Constraints & the Contact Map

Case number:699969-991197
Opened by:tristanlbailey
Opened on:Thursday, December 1, 2011 - 07:18
Last modified:Thursday, December 1, 2011 - 17:19

While doing puzzle 486 (Exploration puzzle 457 with constraints), I noticed there were several constraints that have been assigned to the puzzle. I only found out just how many, and where they were, when I pulled the starting model apart. These particular constraints are different to the ones used in the Intro levels, as they only appear when the constrained segments are apart from each other.

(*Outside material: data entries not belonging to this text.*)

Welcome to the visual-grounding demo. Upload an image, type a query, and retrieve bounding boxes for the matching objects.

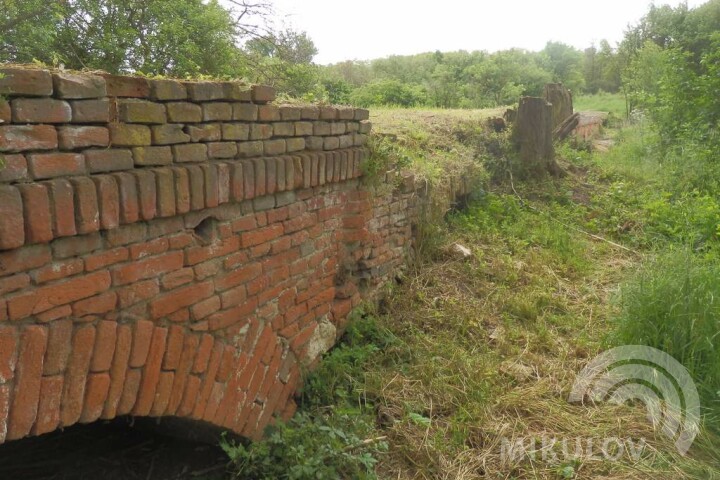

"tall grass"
[616,249,720,428]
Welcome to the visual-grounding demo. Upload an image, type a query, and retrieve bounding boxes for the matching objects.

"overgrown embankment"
[229,106,720,479]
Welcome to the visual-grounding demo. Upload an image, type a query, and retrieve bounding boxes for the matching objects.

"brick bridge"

If we are supposed to stick to these constraints to achieve higher scores, there should be a better way of showing where these constraints are. I also noticed that changing the "Show Constraints" option under the "View" menu doesn't do anything to these kinds of constraints.

I would like to suggest that the Contact Map is changed to display constraints, so that they are easier to track, especially when there are several constraints present. I have attached an image of one way of doing this. You will notice that I have changed the colour of the contacts in the map, so that the constraints can use red. The pink blocks on the key at the side have also been removed, as they don't serve any clear purpose. When doing an Exploration puzzle without constraints, the "Excellent!" and "Constraints" labels and squares in the key, disappear.

I would also like to suggest that the name of the Contact Map is changed to "Exploration Map", and the Exploration Map name changed to something else (or perhaps even remove the map, since it doesn't appear to do anything at the moment), as the names can confuse people. I accidentally discussed the wrong one with a new player about a week ago, when they asked about it, and didn't realise my mistake until quite some time later.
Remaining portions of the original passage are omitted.